A remarkable finding in this work is that no lignin-specific enzymes (CAZyme AA class) were found, suggesting that ligninolysis did not occur under the anaerobic culture conditions used. This concurs with previous lignin measurements performed on RWS and TWS [20, 21]. Nevertheless, the fact that no lignin-degrading enzymes were evidenced does not imply that these were absent, because shotgun metaproteomics procures an incomplete image of expressed proteins. Ultimately, to assert that no lignin degradation had occurred in our experiments, it would be necessary to perform a thorough physicochemical and structural analysis of the substrate before and after microbial treatment.

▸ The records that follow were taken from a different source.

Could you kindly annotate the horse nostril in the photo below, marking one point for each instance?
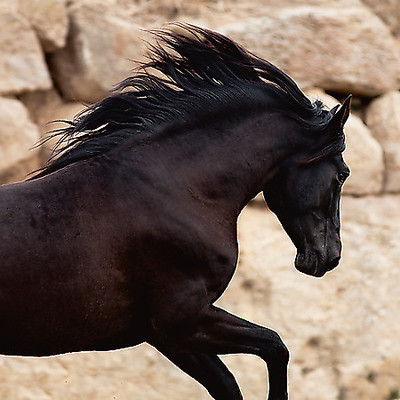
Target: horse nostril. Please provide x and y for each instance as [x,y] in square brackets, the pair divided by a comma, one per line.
[333,263]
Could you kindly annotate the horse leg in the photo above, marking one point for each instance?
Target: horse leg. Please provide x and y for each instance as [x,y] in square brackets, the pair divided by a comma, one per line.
[208,370]
[215,331]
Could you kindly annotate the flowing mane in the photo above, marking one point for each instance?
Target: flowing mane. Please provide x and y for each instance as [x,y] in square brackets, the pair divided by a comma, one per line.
[191,72]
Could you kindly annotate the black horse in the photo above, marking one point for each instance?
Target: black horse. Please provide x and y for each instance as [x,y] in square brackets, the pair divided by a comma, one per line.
[129,235]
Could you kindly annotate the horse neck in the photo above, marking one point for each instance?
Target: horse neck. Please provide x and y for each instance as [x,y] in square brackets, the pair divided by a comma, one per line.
[227,164]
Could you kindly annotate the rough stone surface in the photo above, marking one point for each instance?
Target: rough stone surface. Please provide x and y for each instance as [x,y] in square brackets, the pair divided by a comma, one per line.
[17,135]
[49,19]
[22,64]
[363,153]
[342,330]
[383,119]
[347,51]
[98,52]
[389,11]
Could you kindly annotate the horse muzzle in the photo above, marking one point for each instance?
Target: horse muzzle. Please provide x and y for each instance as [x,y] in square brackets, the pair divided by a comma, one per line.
[315,264]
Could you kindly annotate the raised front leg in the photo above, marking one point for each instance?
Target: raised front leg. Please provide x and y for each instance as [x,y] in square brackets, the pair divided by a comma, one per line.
[215,331]
[208,370]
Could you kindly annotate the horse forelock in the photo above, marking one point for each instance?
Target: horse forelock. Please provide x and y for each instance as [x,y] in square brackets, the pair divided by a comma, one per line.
[190,72]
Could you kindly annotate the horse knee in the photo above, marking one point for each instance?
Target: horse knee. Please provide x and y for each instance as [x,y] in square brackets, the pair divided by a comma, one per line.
[275,349]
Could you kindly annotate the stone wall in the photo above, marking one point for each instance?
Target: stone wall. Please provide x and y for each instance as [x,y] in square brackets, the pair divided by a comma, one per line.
[342,330]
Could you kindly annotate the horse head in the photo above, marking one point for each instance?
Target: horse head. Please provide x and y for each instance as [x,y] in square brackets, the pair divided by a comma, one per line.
[305,196]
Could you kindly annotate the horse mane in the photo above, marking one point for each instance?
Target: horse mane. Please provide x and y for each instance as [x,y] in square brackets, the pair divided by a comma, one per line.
[190,72]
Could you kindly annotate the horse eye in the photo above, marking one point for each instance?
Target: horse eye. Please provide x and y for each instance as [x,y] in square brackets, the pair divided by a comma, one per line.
[342,176]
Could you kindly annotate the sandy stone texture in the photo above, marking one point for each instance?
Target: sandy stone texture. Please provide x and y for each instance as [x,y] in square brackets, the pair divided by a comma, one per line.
[383,118]
[350,51]
[22,63]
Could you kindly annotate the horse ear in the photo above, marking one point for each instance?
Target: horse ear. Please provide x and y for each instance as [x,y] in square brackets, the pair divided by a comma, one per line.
[340,117]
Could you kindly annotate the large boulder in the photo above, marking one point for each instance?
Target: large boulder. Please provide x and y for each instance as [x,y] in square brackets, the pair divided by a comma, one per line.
[363,152]
[383,119]
[17,136]
[99,52]
[389,11]
[342,50]
[22,63]
[48,18]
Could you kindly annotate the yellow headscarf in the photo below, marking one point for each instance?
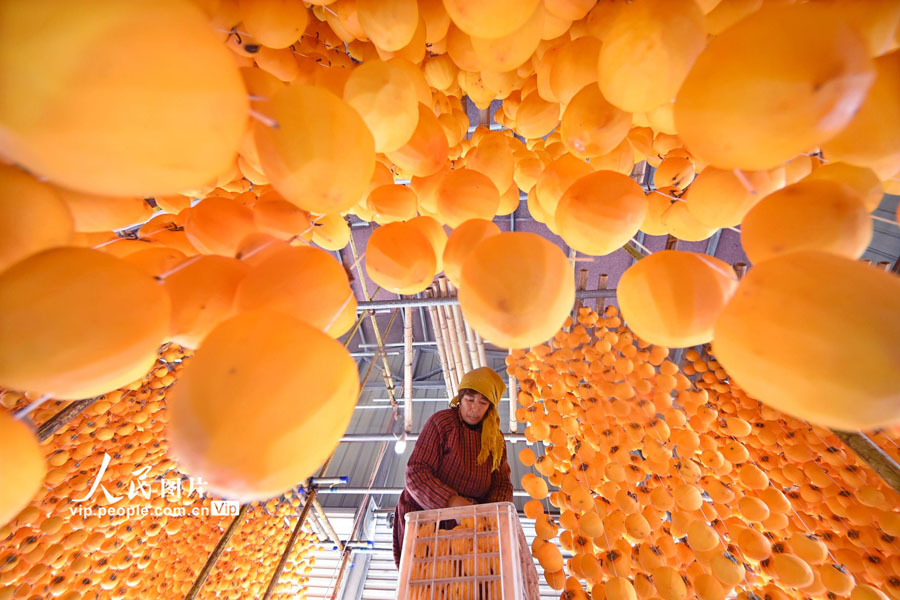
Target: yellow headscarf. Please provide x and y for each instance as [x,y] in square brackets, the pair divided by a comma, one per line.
[486,381]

The CAZy classification database has been growing at a fast rate in recent years, with new sequences being added daily and new families being regularly defined. A comparison of the collection of GHs detected in our study with those detected in previous omics studies (metatranscriptomics, metaproteomics, metagenomics) performed on bovine rumen and termite-gut microbiomes (Table S5 [65, 72,73,74,75,76,77,78,79]) revealed that this study unmasked greater diversity of cell wall degrading CAZymes. Moreover, the comparison revealed that our study captured most CAZy families degrading the plant cell wall, whereas the previous studies were less successful in this regard. To a large extent, the greater coverage of GH families in our study can be correlated with the growth of the CAZy database and its date of access [11] and ongoing improvements to the experimental techniques and bioinformatics pipelines used. However, we believe it is also attributable to the fact that RWS and TWS are enriched consortia whose functions are highly adapted for the degradation of raw lignocellulosic biomass. Undoubtedly, future studies benefitting from further progress in metaproteomics and the further expansion of the CAZy database will surpass our study. Hopefully, these will provide an even deeper understanding of lignocellulolytic functions in microbial ecosystems and provide the means to identify proteins that are currently unclassified. Furthermore, our data showed that RWS and TWS consortia represent excellent simplified models to study the mechanisms governing the complex lignocellulose degradation process and to better understand and exploit multispecies lignocellulolytic enzyme systems for biotechnological applications.